El “Vademécum de la vida”, largo, complejo, posee unas 35.000 páginas (genes) y en ellas está el contenido de los que somos como seres humanos. Cada una de las incertidumbres, pesares, alegrías y anhelos. Añadamos las querencias, eso que llamamos nuestra forma humana.
Una existencia es una ecuación numérica, un difícil jeroglífico instalando en el lugar apropiado.
Pretendemos conocer de qué estamos formados aun faltando saber el origen de habernos convertido en seres capaces de escudriñas las inmensidades del Cosmos, como ya lo está haciendo el telescopio espacial James Webb lanzado por la NASA.
Cuando se descubrió el germen de nuestra vida hubo sorpresas, al poder ver únicamente un tercio de lo esperado, alrededor de 31.000 genes, poco más que una planta y el doble de un gusano. A la par algo despejado: negros, blancos, cobrizos o criollos, todos somos idénticos. No existe ni la más mínima diferencia entre todas las razas existentes.
La primera aplicación del mapa secuenciado del genoma se abrió para conocer las enfermedades relacionadas con la genética y, consecuentemente, el hallazgo de las formas de combatirlas.
Conocer los puntos genéticos que identificar a una persona, permitirá a los especialistas determinar por qué un paciente responde de forma negativa a una terapia, qué clase de fármacos serán totalmente eficaces y, en definitiva, abrirá el campo a una nueva generación de medicina preventiva la cual cortará de cuajo las grandes y terribles enfermedades que aún asolan nuestra existencia.
Hoy es fácil sustituir las funciones del corazón por las de un pequeño artefacto La inteligencia artificial será comparada a la humana.

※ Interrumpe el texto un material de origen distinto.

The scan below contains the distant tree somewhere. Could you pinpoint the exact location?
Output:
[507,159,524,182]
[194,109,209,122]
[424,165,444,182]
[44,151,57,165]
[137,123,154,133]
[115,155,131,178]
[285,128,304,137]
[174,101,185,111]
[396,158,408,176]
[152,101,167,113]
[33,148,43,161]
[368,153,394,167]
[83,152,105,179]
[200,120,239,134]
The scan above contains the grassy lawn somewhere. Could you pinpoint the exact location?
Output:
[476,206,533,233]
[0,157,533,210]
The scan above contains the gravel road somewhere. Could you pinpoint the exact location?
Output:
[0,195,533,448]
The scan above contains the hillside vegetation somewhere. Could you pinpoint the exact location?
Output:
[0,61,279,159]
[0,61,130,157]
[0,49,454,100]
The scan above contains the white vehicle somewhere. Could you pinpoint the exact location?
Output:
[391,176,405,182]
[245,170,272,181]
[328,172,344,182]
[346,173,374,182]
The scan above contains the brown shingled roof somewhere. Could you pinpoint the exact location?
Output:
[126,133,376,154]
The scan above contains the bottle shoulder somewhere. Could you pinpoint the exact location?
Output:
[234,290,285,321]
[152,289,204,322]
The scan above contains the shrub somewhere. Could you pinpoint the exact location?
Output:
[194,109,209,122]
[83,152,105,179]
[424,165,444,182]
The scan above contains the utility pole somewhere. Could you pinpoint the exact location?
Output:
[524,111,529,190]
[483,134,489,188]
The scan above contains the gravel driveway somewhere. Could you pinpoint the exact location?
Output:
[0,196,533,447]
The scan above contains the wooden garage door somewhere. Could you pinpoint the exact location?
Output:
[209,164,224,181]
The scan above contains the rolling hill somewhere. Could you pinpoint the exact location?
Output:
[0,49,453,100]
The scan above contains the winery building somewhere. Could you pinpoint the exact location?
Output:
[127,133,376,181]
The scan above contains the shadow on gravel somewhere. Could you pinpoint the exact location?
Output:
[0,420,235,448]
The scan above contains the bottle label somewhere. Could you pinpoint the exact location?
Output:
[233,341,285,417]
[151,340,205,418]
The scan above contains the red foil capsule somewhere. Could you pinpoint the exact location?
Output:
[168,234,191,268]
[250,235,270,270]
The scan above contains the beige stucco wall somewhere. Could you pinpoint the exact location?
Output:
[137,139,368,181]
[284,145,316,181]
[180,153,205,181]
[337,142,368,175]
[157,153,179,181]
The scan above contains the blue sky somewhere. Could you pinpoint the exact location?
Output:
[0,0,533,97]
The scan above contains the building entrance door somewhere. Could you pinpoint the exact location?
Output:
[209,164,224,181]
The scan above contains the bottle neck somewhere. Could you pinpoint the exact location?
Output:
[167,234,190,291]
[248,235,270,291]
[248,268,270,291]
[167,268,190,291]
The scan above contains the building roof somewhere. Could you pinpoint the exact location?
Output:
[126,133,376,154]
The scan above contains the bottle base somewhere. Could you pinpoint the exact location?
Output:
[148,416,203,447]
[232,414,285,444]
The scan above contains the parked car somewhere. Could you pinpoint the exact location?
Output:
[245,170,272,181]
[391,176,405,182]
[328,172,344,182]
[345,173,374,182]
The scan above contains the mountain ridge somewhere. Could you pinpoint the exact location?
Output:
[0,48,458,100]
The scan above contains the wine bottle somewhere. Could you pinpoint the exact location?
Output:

El “homo erectus”, con su pequeño cerebro de poco más de 1.500 centímetros cúbicos, se terminará uniendo en campos biológicos con cartílagos de acero o latón, y todo será tan rápido en esta interconexión que los sueños de Casio serán diáfanos y trasparentes.
Cada paso que se avanza en la ciencia nos indica que nos hallamos ante la gran revolución de la existencia, la autopista directa para vivir más, y aunque tal vez ello no nos salve de nuestras permanentes intenciones de destruirnos los unos a los otros, hallar la forma de no hacerlo.
La prueba a mano más doliente hoy ante nuestros ojos, esa brutal guerra de Ucrania que pudiera convertirse en un cataclismo planetario.
Amargamente, el gen de la responsabilidad ética y moral de nosotros los humanos, aún no ha sido descubierto.